Je fouillai l'école de fond en combles sur les temps de récréation et à la pause méridienne. Les toilettes, les salles de classe, la salle polyvalente et même les remises où s'empilaient des dizaines de boîtes remplies de tout et rien furent une à une passées au peigne fin. Mais hormis des toiles d'araignées et des biscuits périmés depuis trois ans au fond d'une armoire, ainsi que les remontrances du directeur – qui me dit gentiment mais fermement que, même s'il comprenait mon inquiétude, je devais arrêter mon remue-ménage ou bien il n'y aurait plus d'école – je ne trouvai rien. Que dalle. Nothing. Pas l'ombre d'un petit garçon habillé comme s'il allait au carnaval pour réciter sa poésie.
Car son cahier de poème manquait aussi à l'appel. J'avais jeté un rapide coup d'œil dans son casier au cours du temps de lecture en fin de journée – puisque le directeur n'avait pas jugé l'absence de Tobias suffisamment alarmante pour perturber le reste des élèves en suspendant les cours – et mon inquiétude était montée d'un cran à cet effroyable constat que oui, il était bien passé dans la salle de classe ce matin avant de disparaître.
— Ça va pas maîtresse ? demanda la voix couinante de Violette, première de la classe.
— Si si, ça va, je suis juste... fatiguée.
Je n'étais pas sûre qu'elle gobe ce mensonge puisqu'il ne me convainquait pas moi-même. Pire, c'était la deuxième fois que je l'utilisais en moins de vingt-quatre heures puisque je ne savais pas trop quoi dire d'autre à mes élèves pour excuser mon manque de concentration des derniers jours. Eux, pourtant, n'étaient pas dupes – même en croyant encore au Père Noël.
— C'est à cause de Tobias, c'est ça ? devina le petit Noham, qui avait abandonné sa lecture lui aussi pour me regarder de ses grands yeux curieux.
— C'est vrai que c'est bizarre qu'il est pas là, commenta un autre, Charlie, en appuyant le visage entre ses mains pensivement.
— Qu'il ne soit pas là, corrigeai-je machinalement,
— Oui bon... d'habitude, il est toujours là.
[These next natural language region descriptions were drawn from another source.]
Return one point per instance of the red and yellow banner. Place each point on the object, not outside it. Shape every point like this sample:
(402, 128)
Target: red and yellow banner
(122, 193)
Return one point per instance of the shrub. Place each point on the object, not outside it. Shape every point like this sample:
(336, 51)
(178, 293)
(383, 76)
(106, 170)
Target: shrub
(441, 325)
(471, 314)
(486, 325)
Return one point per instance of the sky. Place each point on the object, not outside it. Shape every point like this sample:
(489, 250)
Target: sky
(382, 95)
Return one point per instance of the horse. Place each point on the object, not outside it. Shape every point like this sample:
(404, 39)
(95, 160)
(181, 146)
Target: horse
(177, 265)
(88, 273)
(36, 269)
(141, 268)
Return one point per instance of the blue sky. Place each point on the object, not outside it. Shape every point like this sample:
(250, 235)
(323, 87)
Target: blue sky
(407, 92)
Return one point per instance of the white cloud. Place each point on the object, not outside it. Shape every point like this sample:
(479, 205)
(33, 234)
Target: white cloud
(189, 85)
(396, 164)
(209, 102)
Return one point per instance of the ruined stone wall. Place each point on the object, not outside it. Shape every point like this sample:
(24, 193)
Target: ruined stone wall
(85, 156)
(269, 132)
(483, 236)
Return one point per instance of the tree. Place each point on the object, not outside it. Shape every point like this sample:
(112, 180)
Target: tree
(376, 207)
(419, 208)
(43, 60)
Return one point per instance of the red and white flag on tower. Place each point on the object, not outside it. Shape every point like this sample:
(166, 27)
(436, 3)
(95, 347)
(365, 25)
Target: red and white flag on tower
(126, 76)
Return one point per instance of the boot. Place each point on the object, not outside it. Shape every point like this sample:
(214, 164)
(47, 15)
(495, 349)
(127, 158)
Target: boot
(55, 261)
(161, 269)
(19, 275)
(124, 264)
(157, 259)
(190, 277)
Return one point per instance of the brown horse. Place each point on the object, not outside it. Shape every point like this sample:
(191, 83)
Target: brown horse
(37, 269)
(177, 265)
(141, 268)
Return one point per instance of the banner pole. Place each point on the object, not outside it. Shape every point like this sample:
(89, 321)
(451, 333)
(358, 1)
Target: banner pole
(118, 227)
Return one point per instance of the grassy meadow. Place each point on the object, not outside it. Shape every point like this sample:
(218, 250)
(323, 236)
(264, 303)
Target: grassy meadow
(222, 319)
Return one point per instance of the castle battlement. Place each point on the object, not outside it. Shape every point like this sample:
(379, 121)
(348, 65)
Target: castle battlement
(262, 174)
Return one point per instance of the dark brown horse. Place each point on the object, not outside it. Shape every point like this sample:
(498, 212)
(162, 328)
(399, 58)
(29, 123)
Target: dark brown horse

— Tu sais pourquoi il est absent, maîtresse ?
La question de Jade me surprit autant qu'elle m'attrista, car c'est la même qui dansait dans les vingt-et-une autres paires d'yeux rivées sur moi. Et je n'y avais pas de réponse puisque je me la posais aussi, cette question, depuis le moment où j'avais constaté l'absence de Tobias ce matin.
Pire, même, ce n'était pas la seule question qui me dévorait l'esprit depuis. Bien sûr, pourquoi Tobias était-il absent ? Mais où était-il, aussi ? Et quand avait-il disparu exactement ? Comment avait-il pu échapper à la vigilance des adultes ? Que pouvions-nous faire à notre niveau ? Que pouvais-je faire ?
— Je sais pas, lâchai-je alors dans un soupir tant en réponse à Jade qu'à mes propres questions, je sais pas du tout...
— C'est super bizarre, en tout cas, répéta Charlie en hochant la tête comme un chien pendulaire à ces mots.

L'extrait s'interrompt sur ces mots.